Afastamento do trabalho por doenças mentais sobe 12%
Afastamentos já têm alta de 12% no ano; gastos com saúde mental são crescentes
A crise econômica e o uso intenso de tecnologia contribuíram para uma explosão de doenças de saúde mental no Brasil, elevando o peso da ansiedade e do estresse entre as causas de afastamentos do trabalho e pressionando os gastos dos planos de saúde e da Previdência Social.
Dados de relatórios anuais da ANS (Agência Nacional de Saúde Suplementar) compilados pela Folha revelam que o número de consultas psiquiátricas cobertas pelos planos saltou de 2,9 milhões em 2012 para 4,5 milhões em 2017 —um volume de 1,4 milhão de novos atendimentos.
O aumento de 54% é o quíntuplo dos 10% registrados no mesmo período pelas consultas de forma geral.

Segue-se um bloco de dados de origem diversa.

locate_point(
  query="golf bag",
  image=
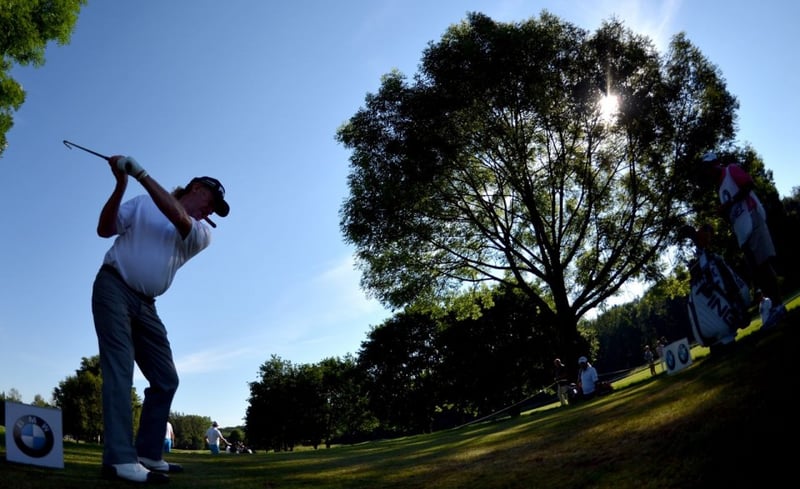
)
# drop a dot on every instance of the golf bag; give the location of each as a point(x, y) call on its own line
point(718, 302)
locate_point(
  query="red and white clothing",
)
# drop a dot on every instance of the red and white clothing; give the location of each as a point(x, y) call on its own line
point(732, 179)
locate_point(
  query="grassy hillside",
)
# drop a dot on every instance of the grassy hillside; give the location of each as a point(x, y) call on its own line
point(723, 422)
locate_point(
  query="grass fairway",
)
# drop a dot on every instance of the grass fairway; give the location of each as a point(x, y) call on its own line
point(723, 422)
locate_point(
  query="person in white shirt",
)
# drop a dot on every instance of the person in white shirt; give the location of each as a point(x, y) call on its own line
point(155, 234)
point(587, 378)
point(213, 437)
point(169, 438)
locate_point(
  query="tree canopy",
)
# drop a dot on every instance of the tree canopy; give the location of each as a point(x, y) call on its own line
point(496, 163)
point(26, 26)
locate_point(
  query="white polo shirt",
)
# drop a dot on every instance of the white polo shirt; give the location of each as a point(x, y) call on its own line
point(148, 250)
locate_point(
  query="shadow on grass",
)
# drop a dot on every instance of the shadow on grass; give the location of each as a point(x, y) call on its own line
point(717, 423)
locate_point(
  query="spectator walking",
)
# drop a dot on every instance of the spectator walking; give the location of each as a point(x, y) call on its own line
point(587, 378)
point(764, 306)
point(662, 344)
point(155, 234)
point(561, 378)
point(650, 359)
point(169, 438)
point(213, 437)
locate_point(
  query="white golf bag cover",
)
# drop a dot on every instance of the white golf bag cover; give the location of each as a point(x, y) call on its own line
point(718, 300)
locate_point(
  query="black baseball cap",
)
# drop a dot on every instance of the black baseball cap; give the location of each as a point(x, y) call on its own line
point(221, 208)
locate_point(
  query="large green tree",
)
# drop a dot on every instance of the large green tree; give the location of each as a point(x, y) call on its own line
point(498, 164)
point(26, 26)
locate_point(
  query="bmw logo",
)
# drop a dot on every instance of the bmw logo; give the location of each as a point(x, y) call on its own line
point(33, 436)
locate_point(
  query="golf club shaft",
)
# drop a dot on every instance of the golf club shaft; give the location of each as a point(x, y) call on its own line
point(70, 145)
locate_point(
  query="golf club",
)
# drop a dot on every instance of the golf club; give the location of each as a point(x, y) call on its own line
point(70, 145)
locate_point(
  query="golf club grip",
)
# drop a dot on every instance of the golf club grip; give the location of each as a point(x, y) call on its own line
point(70, 145)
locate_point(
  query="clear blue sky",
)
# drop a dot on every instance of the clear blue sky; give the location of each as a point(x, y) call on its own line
point(252, 92)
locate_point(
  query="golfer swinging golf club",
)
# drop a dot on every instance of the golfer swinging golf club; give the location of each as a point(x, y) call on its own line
point(156, 233)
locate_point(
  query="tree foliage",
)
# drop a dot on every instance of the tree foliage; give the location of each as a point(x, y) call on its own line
point(81, 402)
point(26, 27)
point(495, 164)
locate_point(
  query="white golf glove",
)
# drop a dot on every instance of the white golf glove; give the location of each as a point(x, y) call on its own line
point(131, 167)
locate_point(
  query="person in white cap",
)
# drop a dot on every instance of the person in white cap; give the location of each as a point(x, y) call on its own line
point(155, 234)
point(213, 437)
point(587, 378)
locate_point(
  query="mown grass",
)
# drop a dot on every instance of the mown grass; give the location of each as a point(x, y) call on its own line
point(723, 422)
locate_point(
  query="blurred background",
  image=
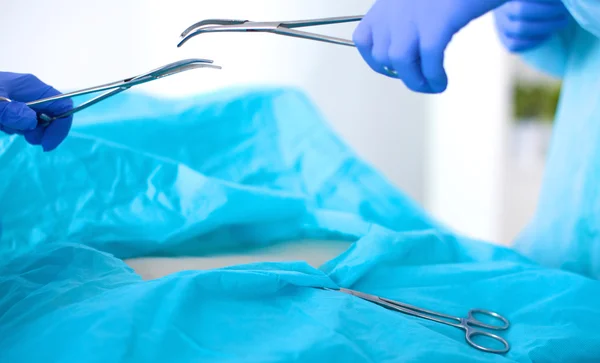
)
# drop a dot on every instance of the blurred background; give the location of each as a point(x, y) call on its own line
point(473, 156)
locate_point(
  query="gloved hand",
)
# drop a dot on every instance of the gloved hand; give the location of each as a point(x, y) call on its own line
point(525, 24)
point(17, 117)
point(406, 39)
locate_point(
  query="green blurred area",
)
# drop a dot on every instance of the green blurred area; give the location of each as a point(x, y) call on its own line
point(535, 102)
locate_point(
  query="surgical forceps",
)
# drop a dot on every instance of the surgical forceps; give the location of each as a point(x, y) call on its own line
point(467, 324)
point(287, 28)
point(117, 87)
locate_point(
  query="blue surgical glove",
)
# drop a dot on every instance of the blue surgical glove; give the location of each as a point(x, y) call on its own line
point(17, 118)
point(406, 39)
point(526, 24)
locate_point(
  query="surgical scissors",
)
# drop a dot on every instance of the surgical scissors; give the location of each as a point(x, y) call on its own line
point(287, 28)
point(117, 87)
point(467, 324)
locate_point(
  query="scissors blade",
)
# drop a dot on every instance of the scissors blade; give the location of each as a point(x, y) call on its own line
point(161, 72)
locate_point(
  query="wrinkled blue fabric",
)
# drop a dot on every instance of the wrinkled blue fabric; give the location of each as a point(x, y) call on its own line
point(565, 232)
point(153, 177)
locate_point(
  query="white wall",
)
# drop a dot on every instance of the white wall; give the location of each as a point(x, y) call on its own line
point(466, 144)
point(71, 43)
point(447, 149)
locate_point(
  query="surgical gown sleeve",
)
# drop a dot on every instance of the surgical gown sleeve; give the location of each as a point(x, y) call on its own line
point(586, 13)
point(551, 57)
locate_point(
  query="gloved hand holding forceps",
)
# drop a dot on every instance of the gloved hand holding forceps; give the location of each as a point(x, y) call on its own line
point(404, 39)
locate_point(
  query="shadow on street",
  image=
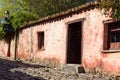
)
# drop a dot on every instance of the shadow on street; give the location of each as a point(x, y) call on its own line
point(7, 65)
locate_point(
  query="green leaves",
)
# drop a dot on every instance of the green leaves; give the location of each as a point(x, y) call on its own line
point(114, 5)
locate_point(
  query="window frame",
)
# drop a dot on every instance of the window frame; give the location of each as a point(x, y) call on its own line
point(41, 40)
point(108, 30)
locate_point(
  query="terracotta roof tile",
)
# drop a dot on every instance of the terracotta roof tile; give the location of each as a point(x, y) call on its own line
point(69, 11)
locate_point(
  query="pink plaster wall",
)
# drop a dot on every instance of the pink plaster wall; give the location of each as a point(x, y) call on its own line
point(56, 42)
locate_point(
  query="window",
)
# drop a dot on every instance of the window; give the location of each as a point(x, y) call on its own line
point(112, 36)
point(41, 40)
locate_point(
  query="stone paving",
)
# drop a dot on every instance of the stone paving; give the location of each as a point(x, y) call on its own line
point(17, 70)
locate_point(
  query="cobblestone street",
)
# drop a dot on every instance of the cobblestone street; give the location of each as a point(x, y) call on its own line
point(17, 70)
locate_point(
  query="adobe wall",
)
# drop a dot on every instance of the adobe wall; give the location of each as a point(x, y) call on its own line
point(56, 42)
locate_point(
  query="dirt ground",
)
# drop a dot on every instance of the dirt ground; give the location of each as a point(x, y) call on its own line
point(18, 70)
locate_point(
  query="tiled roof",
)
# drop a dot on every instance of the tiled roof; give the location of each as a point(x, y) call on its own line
point(69, 11)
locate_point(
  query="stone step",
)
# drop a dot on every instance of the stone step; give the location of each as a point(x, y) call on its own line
point(73, 68)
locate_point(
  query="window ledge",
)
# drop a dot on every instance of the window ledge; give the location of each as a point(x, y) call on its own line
point(110, 51)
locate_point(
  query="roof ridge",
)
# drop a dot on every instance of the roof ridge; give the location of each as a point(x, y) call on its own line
point(62, 13)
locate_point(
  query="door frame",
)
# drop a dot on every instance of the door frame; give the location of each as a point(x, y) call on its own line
point(67, 33)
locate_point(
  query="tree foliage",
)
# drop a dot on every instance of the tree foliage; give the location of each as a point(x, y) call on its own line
point(114, 5)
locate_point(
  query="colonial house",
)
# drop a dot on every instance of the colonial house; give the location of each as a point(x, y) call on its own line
point(81, 35)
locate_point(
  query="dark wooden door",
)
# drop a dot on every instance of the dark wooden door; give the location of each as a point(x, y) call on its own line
point(74, 43)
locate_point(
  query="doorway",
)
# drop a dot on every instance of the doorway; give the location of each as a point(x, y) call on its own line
point(74, 43)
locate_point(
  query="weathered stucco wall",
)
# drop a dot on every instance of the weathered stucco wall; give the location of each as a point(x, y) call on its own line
point(56, 42)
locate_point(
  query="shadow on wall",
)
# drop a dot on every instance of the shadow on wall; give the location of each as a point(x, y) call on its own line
point(6, 74)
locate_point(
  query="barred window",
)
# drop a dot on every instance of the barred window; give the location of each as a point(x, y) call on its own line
point(41, 40)
point(112, 36)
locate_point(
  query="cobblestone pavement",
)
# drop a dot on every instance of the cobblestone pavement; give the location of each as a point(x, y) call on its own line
point(17, 70)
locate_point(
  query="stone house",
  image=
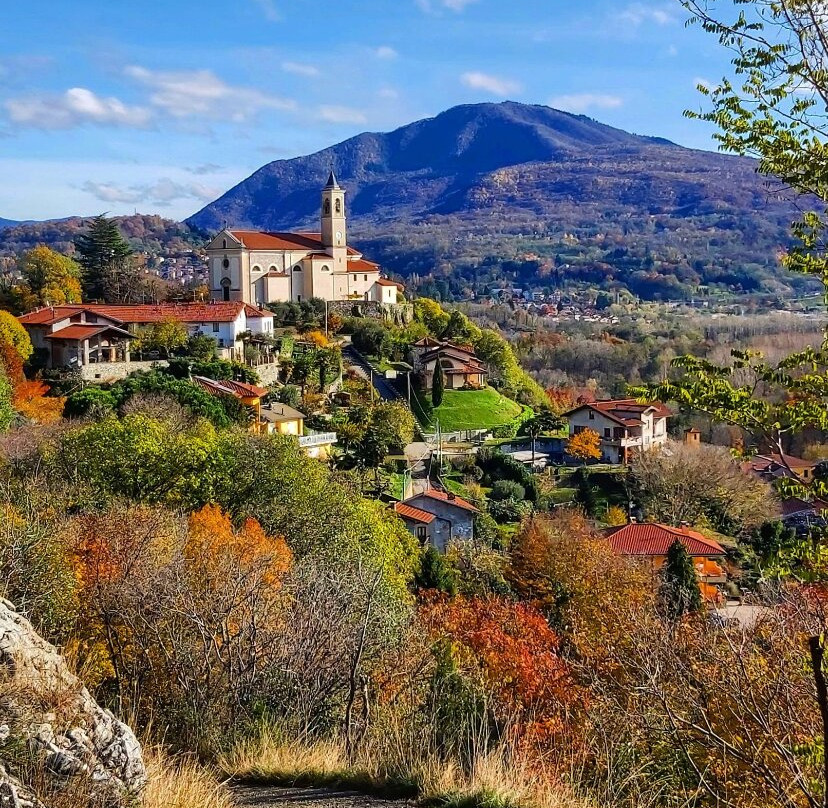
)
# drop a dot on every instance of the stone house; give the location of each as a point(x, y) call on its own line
point(437, 517)
point(461, 367)
point(624, 426)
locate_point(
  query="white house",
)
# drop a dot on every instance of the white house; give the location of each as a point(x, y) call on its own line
point(79, 335)
point(624, 426)
point(259, 268)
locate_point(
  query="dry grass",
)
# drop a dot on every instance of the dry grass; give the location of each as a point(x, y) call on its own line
point(181, 783)
point(494, 779)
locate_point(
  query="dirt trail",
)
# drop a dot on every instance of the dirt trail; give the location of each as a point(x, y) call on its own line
point(278, 797)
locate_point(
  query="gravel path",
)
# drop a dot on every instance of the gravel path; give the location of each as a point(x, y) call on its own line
point(277, 797)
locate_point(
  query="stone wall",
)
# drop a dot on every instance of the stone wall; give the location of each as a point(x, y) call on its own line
point(114, 371)
point(394, 313)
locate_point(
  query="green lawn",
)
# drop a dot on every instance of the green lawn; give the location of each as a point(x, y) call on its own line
point(472, 409)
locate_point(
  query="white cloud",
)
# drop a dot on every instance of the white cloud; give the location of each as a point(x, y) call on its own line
point(301, 69)
point(268, 8)
point(205, 168)
point(335, 114)
point(162, 193)
point(637, 14)
point(202, 94)
point(581, 102)
point(432, 6)
point(75, 107)
point(491, 84)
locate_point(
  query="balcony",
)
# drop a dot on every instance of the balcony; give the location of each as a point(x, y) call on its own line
point(317, 439)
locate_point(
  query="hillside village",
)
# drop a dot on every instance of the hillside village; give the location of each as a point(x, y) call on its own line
point(482, 463)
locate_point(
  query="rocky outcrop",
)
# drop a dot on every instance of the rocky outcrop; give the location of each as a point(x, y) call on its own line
point(45, 708)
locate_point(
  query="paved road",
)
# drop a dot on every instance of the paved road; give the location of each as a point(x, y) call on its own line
point(277, 797)
point(385, 389)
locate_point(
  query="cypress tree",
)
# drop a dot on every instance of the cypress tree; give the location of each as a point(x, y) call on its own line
point(104, 256)
point(435, 573)
point(680, 591)
point(437, 385)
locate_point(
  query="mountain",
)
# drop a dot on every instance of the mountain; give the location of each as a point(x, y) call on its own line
point(490, 194)
point(427, 167)
point(145, 232)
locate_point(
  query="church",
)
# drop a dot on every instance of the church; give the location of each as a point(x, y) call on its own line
point(260, 268)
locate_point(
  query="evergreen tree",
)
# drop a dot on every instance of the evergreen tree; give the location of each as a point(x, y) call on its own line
point(106, 259)
point(437, 385)
point(680, 591)
point(435, 573)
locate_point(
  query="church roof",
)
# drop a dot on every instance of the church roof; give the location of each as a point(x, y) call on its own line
point(259, 240)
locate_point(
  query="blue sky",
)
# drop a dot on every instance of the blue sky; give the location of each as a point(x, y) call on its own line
point(162, 105)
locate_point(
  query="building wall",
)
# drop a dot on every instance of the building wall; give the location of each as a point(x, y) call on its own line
point(453, 522)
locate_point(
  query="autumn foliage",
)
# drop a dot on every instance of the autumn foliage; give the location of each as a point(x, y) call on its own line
point(511, 647)
point(585, 445)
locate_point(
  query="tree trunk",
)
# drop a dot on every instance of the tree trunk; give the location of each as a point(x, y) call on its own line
point(817, 657)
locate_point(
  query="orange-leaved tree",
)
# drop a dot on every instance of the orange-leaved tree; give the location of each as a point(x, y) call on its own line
point(512, 652)
point(569, 573)
point(584, 445)
point(31, 400)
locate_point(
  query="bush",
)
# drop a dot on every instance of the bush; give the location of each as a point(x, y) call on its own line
point(507, 489)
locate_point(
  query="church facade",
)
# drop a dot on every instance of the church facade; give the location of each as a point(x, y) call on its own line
point(259, 268)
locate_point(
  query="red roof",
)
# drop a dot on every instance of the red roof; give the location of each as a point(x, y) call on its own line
point(652, 539)
point(442, 496)
point(415, 514)
point(260, 240)
point(221, 311)
point(626, 411)
point(81, 331)
point(362, 265)
point(793, 505)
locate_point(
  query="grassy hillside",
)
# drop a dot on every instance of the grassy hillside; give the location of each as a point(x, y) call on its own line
point(471, 409)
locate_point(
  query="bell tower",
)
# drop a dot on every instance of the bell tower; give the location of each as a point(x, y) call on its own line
point(333, 216)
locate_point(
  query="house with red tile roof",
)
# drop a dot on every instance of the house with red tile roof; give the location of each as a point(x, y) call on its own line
point(460, 366)
point(262, 267)
point(624, 426)
point(436, 517)
point(96, 335)
point(650, 542)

“O mercado de trabalho está em mutação. Metas associadas a desempenho se tornaram mais comuns, e as plataformas digitais permitem acesso quase ilimitado aos funcionários”, afirma Benedito Brunca, subsecretáriogeral de Previdência Social.
Segundo ele, o problema é que a busca por maior produtividade tem gerado efeitos colaterais negativos.
A alta no número de afastamentos de profissionais avaliados como psicologicamente incapazes de se manter na ativa também chama a atenção.
Nos primeiros nove meses deste ano, o INSS concedeu 8.015 licenças para o tratamento de transtornos mentais e comportamentais adquiridos no ambiente de trabalho —alta de 12% em relação ao mesmo período de de 2017.
O conjunto de males que inclui depressão e ansiedade saltou de 4,8% do total de novas aprovações desses benefícios —auxílios-doença acidentários— nos primeiros três trimestres do ano passado para 5,2% no mesmo período de 2018.
Embora permaneçam em terceiro lugar entre as doenças causadas pelo próprio emprego —atrás de lesões e problemas musculares—, a parcela de afastamentos por transtornos mentais tem aumentado.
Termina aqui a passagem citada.